District Attorney Risa Vetri Ferman, whose office is prosecuting Kane, said such arrangements are increasingly made for the convenience of the people involved.
The case against Kane, 49, a political newcomer in 2012 when she became the first woman and first Democrat elected as Pennsylvania attorney general, could end her status as the state’s highest-ranking female office-holder.
She is accused of leaking secret grand jury information to an operative who passed it on to a reporter to strike back at former state prosecutor who she believed had made her look bad, and then lying about it under oath.
Kane’s lawyers say she will plead not guilty. She contends that she is innocent of any wrongdoing and has portrayed herself as a victim of payback for taking on a corrupt, old-boy law enforcement network and exposing state employees for exchanging pornographic emails.
But her support among fellow Democrats has faded in the aftermath of a Thursday news conference at which Ferman outlined specific allegations and filed more than a half dozen charges that also included two misdemeanor counts of obstruction.
Gov. Tom Wolf, a fellow Democrat who took office in January, joined the political leaders and editorialists calling for her resignation immediately after Ferman’s announcement.

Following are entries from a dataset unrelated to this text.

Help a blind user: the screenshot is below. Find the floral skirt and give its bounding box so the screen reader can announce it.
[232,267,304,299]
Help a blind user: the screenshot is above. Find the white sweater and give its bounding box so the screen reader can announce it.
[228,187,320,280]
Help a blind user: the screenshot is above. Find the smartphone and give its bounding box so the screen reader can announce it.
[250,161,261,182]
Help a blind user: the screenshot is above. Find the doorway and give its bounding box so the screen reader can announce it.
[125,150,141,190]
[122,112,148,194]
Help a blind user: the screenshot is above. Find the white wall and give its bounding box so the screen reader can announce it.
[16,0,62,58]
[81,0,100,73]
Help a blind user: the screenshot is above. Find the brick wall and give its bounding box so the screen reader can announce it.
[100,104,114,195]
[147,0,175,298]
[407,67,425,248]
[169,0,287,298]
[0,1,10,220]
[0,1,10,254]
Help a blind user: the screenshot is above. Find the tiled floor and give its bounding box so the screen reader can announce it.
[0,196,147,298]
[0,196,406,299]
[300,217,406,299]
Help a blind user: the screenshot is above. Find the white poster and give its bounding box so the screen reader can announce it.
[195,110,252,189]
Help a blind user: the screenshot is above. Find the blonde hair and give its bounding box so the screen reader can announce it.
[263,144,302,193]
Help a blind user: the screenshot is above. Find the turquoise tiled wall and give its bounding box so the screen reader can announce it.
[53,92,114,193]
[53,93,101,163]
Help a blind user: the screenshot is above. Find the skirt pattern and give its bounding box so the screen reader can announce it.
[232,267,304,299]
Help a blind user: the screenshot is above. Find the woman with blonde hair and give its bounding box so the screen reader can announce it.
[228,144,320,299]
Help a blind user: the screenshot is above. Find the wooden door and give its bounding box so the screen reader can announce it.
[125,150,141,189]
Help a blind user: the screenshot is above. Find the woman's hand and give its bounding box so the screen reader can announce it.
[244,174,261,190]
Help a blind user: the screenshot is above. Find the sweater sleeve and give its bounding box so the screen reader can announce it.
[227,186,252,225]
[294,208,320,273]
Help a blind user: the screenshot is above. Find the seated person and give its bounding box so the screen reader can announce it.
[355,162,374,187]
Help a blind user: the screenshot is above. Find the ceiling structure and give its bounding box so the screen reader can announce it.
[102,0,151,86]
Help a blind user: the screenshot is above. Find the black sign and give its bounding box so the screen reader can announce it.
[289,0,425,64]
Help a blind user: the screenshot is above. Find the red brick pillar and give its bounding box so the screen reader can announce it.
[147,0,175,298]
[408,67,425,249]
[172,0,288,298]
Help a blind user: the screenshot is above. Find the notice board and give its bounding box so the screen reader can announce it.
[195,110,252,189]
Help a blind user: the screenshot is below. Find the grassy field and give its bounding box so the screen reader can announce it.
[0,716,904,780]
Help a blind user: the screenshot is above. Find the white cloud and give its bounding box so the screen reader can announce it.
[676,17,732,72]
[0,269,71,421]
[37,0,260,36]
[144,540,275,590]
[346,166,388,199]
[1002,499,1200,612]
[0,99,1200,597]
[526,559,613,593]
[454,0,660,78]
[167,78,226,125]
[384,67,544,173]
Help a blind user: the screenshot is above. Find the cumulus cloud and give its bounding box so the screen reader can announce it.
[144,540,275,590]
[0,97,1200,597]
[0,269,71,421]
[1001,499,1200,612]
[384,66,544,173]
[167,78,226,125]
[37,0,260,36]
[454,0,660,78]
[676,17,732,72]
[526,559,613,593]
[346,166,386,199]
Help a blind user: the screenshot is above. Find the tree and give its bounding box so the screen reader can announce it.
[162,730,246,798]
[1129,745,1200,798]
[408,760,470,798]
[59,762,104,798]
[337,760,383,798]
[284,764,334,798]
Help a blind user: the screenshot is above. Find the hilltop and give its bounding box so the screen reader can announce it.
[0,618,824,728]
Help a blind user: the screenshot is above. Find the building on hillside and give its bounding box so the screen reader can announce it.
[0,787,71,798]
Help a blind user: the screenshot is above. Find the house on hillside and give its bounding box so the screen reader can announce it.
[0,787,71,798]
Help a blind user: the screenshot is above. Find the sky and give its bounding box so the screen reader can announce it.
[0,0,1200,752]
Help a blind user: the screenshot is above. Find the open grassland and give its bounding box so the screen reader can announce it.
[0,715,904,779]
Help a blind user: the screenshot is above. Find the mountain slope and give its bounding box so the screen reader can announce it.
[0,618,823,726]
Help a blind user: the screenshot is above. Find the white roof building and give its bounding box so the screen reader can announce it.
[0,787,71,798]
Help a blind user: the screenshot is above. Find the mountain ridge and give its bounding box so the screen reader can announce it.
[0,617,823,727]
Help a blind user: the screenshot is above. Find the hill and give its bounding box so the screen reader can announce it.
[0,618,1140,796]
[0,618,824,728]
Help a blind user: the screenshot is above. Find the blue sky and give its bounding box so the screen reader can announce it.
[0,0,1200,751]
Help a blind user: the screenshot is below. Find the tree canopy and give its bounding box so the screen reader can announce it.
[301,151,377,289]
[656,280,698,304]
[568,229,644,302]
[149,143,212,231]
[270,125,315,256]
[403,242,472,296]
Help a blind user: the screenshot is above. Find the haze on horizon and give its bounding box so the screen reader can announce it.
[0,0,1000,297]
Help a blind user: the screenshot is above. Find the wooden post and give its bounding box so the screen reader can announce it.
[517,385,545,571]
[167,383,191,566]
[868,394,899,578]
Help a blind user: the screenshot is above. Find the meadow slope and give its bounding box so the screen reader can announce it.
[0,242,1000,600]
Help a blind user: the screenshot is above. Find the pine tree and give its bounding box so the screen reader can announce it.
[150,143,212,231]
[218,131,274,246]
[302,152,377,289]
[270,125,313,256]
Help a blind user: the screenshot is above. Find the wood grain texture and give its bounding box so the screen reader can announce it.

Kane’s driver and confidant, former Dunmore police chief Patrick Reese, is charged with indirect criminal contempt for his alleged role in snooping in the office computers that store emails sent and received by its employees to keep Kane informed about the grand jury investigating the leak. She directed the spying operation, according to the criminal complaint.
Former Supreme Court Justice Ronald Castille, who authorized the grand jury probe that led to the charges and who retired in December, said Friday that Kane should step down. But, she has refused to resign and many critics are exploring possible ways to force her out of office.
Castille said the court, working through its disciplinary board, could order an emergency suspension of Kane’s law license if it believes her alleged misconduct has been “egregious.”
Though Kane would have 10 days to fight a suspension, Castille said an actual suspension would force her out of office because the state constitution requires the attorney general to have a law license.
“How can you function as a top law enforcement official facing a felony charge?” he asked.
Another possible scenario calls for Kane’s impeachment by the Legislature, a process in which the House brings charges and the Senate acts as the jury.
Rep. Daryl Metcalfe, who sponsored an unsuccessful resolution calling for Kane’s impeachment in 2013, is sponsoring another resolution this year that has been updated to reflect recent developments. But he said a suspension by the Supreme Court would be faster.
Impeachment “is not a fast process,” the Butler County Republican said.